Gestalt- und wahrnehmungspsychologische Aspekte
Gebaute Räume wirken. Um dies im Einzelfall zu ergründen, eignet sich eine so genannte »Raumeroberung«. Hierbei richtet man seine ganze Aufmerksamkeit auf jede einzelne Sinneswahrnehmung und spricht aus, was man jeweils wahrnimmt. Dies muss unbedingt ohne emotionale Wertungen geschehen!. Das geschieht nacheinander zu allen Aspekten eines Raums (Boden, Wand, Decke, Einbauten, Dekoration etc.). Am Ende dieses Vorgangs formuliert man eine zusammenfassende Aussage, wie man den Raum als Ganzes wahrgenommen hat. Jetzt sind auch emotionale Formulierungen zugelassen. Ganz am Ende einer Raumeroberung vergleicht man seine Wahrnehmungen mit dem so genannten ersten Eindruck beim Betreten eines Raums. Durch die methodische Trennung von sensorisch vermittelten Wahrnehmungsinhalten und emotional beeinflußten Wertungen kann man relativ sicher sein, einen Raum »gelesen« und damit auch »verstanden« zu haben.

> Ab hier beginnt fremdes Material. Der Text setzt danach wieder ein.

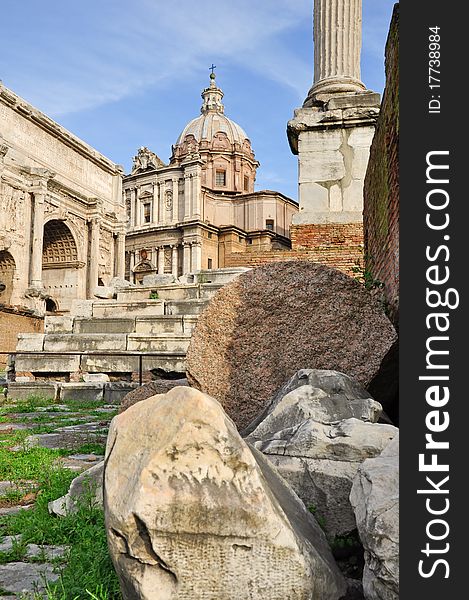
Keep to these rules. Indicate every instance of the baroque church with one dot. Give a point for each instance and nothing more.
(190, 214)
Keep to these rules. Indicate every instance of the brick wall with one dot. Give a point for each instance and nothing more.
(340, 235)
(12, 322)
(381, 194)
(338, 257)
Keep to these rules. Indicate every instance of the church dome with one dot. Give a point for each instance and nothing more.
(212, 121)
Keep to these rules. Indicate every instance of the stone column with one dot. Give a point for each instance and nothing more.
(138, 208)
(160, 260)
(186, 263)
(131, 267)
(337, 46)
(196, 193)
(120, 259)
(93, 258)
(37, 238)
(132, 208)
(175, 209)
(187, 197)
(174, 261)
(196, 256)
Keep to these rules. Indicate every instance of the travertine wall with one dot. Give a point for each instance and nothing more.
(50, 177)
(13, 322)
(381, 201)
(330, 255)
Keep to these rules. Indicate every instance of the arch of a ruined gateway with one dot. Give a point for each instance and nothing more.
(7, 276)
(63, 272)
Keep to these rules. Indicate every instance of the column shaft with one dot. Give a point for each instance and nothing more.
(337, 46)
(93, 259)
(37, 240)
(186, 264)
(161, 260)
(174, 261)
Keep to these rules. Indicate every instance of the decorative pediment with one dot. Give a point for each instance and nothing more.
(144, 266)
(146, 160)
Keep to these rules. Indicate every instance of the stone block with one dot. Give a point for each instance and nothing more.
(186, 307)
(208, 290)
(104, 325)
(59, 324)
(109, 364)
(165, 364)
(319, 141)
(30, 342)
(114, 308)
(357, 100)
(361, 137)
(47, 363)
(82, 342)
(104, 291)
(353, 196)
(156, 280)
(161, 324)
(140, 342)
(95, 377)
(82, 308)
(178, 292)
(23, 391)
(115, 391)
(219, 276)
(87, 392)
(141, 293)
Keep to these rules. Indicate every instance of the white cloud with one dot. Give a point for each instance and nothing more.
(78, 61)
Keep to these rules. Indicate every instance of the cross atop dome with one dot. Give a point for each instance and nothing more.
(212, 96)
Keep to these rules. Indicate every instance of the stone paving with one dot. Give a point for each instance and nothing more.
(69, 429)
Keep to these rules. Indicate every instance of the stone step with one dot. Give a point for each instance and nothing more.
(163, 342)
(116, 309)
(186, 307)
(109, 325)
(177, 324)
(82, 342)
(165, 361)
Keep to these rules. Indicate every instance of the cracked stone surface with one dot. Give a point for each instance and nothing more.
(272, 321)
(192, 511)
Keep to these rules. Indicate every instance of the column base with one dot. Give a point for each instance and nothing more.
(326, 88)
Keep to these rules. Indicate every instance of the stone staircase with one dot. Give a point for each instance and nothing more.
(144, 327)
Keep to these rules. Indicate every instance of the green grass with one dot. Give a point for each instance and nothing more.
(88, 568)
(88, 573)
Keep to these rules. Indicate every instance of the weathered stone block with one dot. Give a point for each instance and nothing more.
(165, 342)
(104, 325)
(47, 364)
(82, 308)
(59, 324)
(82, 342)
(109, 364)
(183, 307)
(115, 391)
(192, 512)
(114, 308)
(87, 392)
(23, 391)
(30, 342)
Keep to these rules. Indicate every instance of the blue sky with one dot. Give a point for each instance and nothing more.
(121, 74)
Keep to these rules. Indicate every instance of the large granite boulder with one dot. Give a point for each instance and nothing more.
(192, 512)
(276, 319)
(317, 430)
(375, 500)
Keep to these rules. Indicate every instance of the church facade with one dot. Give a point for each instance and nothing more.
(62, 218)
(193, 212)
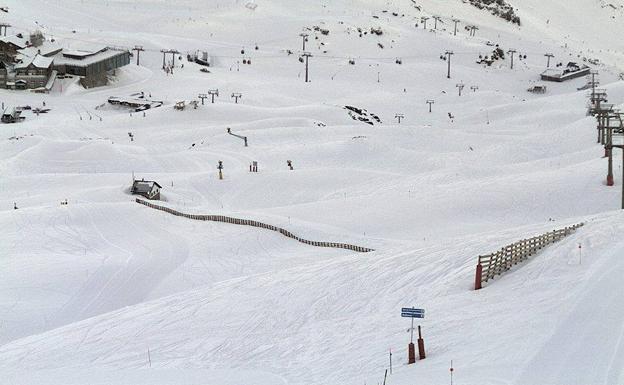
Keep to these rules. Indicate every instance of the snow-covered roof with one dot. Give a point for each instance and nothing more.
(62, 59)
(17, 41)
(38, 61)
(81, 54)
(45, 49)
(553, 72)
(144, 186)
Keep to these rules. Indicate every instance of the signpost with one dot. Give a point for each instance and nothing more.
(412, 313)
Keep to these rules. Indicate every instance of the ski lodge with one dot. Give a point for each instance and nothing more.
(147, 188)
(561, 74)
(33, 63)
(93, 66)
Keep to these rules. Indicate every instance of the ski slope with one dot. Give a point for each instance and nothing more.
(105, 290)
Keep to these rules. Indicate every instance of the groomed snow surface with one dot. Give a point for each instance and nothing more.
(106, 291)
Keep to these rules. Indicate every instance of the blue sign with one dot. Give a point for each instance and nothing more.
(409, 312)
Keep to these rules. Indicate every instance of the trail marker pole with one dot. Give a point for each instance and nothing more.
(307, 56)
(451, 371)
(460, 87)
(220, 168)
(512, 52)
(138, 49)
(213, 93)
(164, 52)
(448, 58)
(304, 38)
(430, 102)
(436, 18)
(412, 313)
(580, 254)
(421, 345)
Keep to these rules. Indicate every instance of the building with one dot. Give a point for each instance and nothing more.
(10, 47)
(93, 66)
(560, 74)
(147, 188)
(32, 73)
(33, 63)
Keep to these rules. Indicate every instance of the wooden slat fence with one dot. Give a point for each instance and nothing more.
(501, 261)
(249, 222)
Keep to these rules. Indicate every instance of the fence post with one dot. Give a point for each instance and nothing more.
(478, 276)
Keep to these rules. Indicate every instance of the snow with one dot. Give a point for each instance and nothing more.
(88, 288)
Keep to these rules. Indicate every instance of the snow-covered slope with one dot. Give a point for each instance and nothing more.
(94, 285)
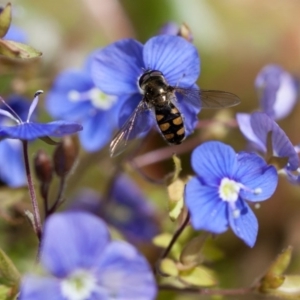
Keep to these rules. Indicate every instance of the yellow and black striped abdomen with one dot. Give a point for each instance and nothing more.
(170, 123)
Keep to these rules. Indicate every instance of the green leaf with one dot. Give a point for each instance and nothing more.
(13, 49)
(9, 275)
(5, 20)
(198, 276)
(191, 255)
(168, 267)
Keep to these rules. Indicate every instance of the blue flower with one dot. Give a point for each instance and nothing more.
(85, 264)
(116, 70)
(278, 91)
(12, 170)
(256, 128)
(27, 130)
(224, 179)
(127, 209)
(15, 34)
(74, 97)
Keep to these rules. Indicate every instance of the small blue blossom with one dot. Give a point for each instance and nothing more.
(224, 179)
(85, 264)
(278, 91)
(12, 170)
(256, 127)
(25, 129)
(74, 97)
(127, 209)
(117, 68)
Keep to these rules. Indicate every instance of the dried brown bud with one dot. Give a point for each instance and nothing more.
(65, 155)
(43, 167)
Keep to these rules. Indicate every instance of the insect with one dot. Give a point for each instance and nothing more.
(162, 99)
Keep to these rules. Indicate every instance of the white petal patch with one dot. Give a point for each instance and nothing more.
(79, 285)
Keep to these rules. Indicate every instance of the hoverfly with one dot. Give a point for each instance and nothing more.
(162, 100)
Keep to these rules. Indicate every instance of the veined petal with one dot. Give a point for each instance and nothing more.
(247, 130)
(32, 131)
(12, 170)
(72, 240)
(282, 146)
(126, 274)
(176, 58)
(208, 211)
(97, 131)
(117, 67)
(253, 172)
(33, 288)
(245, 226)
(213, 161)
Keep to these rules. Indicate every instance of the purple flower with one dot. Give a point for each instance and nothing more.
(256, 128)
(27, 130)
(278, 91)
(74, 97)
(128, 210)
(85, 264)
(12, 170)
(224, 179)
(117, 68)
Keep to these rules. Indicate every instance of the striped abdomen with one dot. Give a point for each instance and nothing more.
(170, 123)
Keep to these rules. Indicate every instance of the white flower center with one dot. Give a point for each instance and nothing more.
(79, 285)
(229, 190)
(97, 98)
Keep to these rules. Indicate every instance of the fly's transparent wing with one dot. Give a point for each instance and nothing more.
(208, 98)
(137, 125)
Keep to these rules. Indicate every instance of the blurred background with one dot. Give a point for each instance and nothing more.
(235, 40)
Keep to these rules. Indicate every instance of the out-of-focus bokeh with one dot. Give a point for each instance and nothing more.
(235, 40)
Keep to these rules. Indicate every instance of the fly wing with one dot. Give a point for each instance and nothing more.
(137, 125)
(208, 98)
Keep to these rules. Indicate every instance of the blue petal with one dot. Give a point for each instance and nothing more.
(208, 211)
(32, 131)
(279, 91)
(245, 226)
(126, 274)
(72, 240)
(58, 101)
(247, 130)
(12, 170)
(282, 146)
(33, 288)
(16, 34)
(212, 161)
(97, 131)
(176, 58)
(253, 172)
(117, 67)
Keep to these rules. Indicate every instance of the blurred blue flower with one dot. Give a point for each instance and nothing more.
(85, 264)
(25, 129)
(74, 97)
(224, 179)
(12, 171)
(256, 127)
(117, 68)
(127, 209)
(15, 34)
(278, 91)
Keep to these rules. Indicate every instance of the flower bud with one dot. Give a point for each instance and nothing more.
(65, 155)
(43, 167)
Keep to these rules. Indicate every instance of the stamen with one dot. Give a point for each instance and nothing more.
(34, 104)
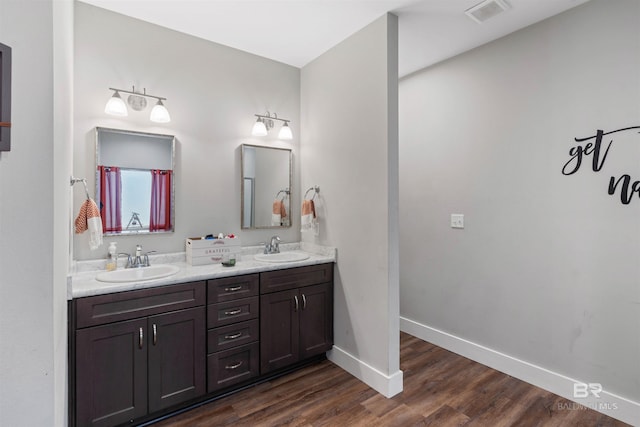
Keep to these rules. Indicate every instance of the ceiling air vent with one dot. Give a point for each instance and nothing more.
(486, 10)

Erlebnisqualitäten thematisch formulieren
Das Zusammenwirken aller raumbestimmenden Faktoren und deren Gesamtwirkung lässt sich am besten mit »Atmosphäre« beschreiben. Als Teilnehmer einer Projektwoche stellen wir uns der Aufgabe, Raumatmosphären so zu gestalten, dass diese optimal zur Gruppe der Nutzer passen. Dies gelingt am besten, wenn man nach der Zielgruppenbestimmung für jeden Raum oder Bereich ein Raumthema überlegt. Bei der Gestaltung eines solchen Themas geht es dann darum, im Designprozess jeden vorhandenen oder neuen Gegenstand im Raum auf die erwünschte Atmosphäre abzustimmen. Da man jeden Gegenstand, jede Farbe oder jede Oberfläche wesentlich als ein Symbol verstehen kann, das nicht für sich besteht sondern eine ganze Fülle von Bedeutungen mit sich bringt, gilt es, meist ein ganzheitliches »Symbolmilieu« zu gestalten.

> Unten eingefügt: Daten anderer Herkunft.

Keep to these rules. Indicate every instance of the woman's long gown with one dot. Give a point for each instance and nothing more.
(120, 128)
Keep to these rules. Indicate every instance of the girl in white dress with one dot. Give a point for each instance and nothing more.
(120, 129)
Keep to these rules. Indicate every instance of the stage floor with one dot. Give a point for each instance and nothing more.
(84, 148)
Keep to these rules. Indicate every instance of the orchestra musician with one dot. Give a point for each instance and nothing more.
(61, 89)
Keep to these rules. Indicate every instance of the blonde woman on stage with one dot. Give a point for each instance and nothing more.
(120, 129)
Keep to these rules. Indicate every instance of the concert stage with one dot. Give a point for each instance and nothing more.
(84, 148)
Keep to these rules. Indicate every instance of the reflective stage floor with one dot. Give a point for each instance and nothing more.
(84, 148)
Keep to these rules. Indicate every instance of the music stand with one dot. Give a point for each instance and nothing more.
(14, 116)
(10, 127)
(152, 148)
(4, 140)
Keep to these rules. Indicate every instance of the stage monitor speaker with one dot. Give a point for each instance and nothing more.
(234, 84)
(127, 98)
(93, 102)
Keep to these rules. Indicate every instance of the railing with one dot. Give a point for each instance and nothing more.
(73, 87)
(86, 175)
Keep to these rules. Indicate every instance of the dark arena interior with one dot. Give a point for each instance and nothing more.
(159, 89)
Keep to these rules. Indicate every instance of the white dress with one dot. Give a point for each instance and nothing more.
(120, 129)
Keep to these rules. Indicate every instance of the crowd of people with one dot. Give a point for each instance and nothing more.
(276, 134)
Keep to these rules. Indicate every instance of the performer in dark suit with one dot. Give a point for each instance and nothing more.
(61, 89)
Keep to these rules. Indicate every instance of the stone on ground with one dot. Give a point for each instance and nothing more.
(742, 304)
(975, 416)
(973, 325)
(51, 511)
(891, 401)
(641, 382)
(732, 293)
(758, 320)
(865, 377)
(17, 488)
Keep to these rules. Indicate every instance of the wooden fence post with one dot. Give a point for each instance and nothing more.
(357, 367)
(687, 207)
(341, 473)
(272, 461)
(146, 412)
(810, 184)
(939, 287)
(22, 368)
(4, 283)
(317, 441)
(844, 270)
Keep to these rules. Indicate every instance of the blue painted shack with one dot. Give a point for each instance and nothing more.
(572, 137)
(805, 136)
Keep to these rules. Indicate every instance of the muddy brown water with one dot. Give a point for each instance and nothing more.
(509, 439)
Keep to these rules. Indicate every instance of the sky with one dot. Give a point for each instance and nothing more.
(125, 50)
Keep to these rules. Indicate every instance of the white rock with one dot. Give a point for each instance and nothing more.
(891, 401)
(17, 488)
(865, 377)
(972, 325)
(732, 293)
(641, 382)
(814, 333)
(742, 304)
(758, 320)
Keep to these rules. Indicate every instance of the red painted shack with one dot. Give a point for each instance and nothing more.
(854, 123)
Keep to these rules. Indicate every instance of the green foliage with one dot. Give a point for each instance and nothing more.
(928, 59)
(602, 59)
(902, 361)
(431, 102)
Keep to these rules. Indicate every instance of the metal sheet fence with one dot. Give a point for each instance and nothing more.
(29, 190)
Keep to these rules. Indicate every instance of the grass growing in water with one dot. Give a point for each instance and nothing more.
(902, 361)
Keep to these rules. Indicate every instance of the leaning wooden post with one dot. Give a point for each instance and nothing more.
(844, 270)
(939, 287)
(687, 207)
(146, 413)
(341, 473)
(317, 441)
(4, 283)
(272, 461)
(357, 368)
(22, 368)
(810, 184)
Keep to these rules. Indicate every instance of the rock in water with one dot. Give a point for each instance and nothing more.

Sensibilisierung für »Symbolmilieus«
Um sich dafür zu sensibilisieren haben wir uns im Verlauf der Projektwoche einen ganzen Tag Zeit genommen, um in der Stadt München ausgesuchte Verkaufsräume aufzusuchen, die Produkte anbieten, die ganz spezielle Symbolmilieus repräsentieren. Dazu gehörte auch der Besuch eines libanesischen Restaurants, das umfassend mit authentischen Arbeiten libanesischer Handwerker ausgestattet war.
Konzeptionsarbeit
In der Konzeptionsphase der Projektwoche wurden die ermittelten Raumthemen bzw. Raumatmosphären mit den dazu passenden Designelementen gestaltet und überprüft, ob diese als Symbolmilieus stimmig sind.
Lernerfahrungen
Bewußt gestaltete Symbolmilieus für spezielle Nutzergruppen befreien von der Beliebigkeit vieler Raumgestaltungen, die meist von einer rein subjektiven Vorstellung des Gestalters gespeist werden. Gestaltete Symbolmilieus funktionieren, da sie die individuellen Raumwahrnehmungen und Raumaneignungen der Nutzer durch stringente Botschaften vermitteln. Auf diese Weise kann der Gestalter seine Ideen ohne wesentlichen Informationsverluste an die Nutzer weitergegeben. Die Erkenntnis: Zielgruppen- und Raumanalyse, Konzeption, die Auswahl der gestalterischen Mittel und eine professionelle Realsierung können aufeinander abgestimmt werden.
Die Teilnehmer der Projektwoche am Tag der Exkursion in München, wo wir in ausgesuchten Verkaufsräumen recherchierten, welche Gegenstände zu einzelnen Symbolmilieus passen.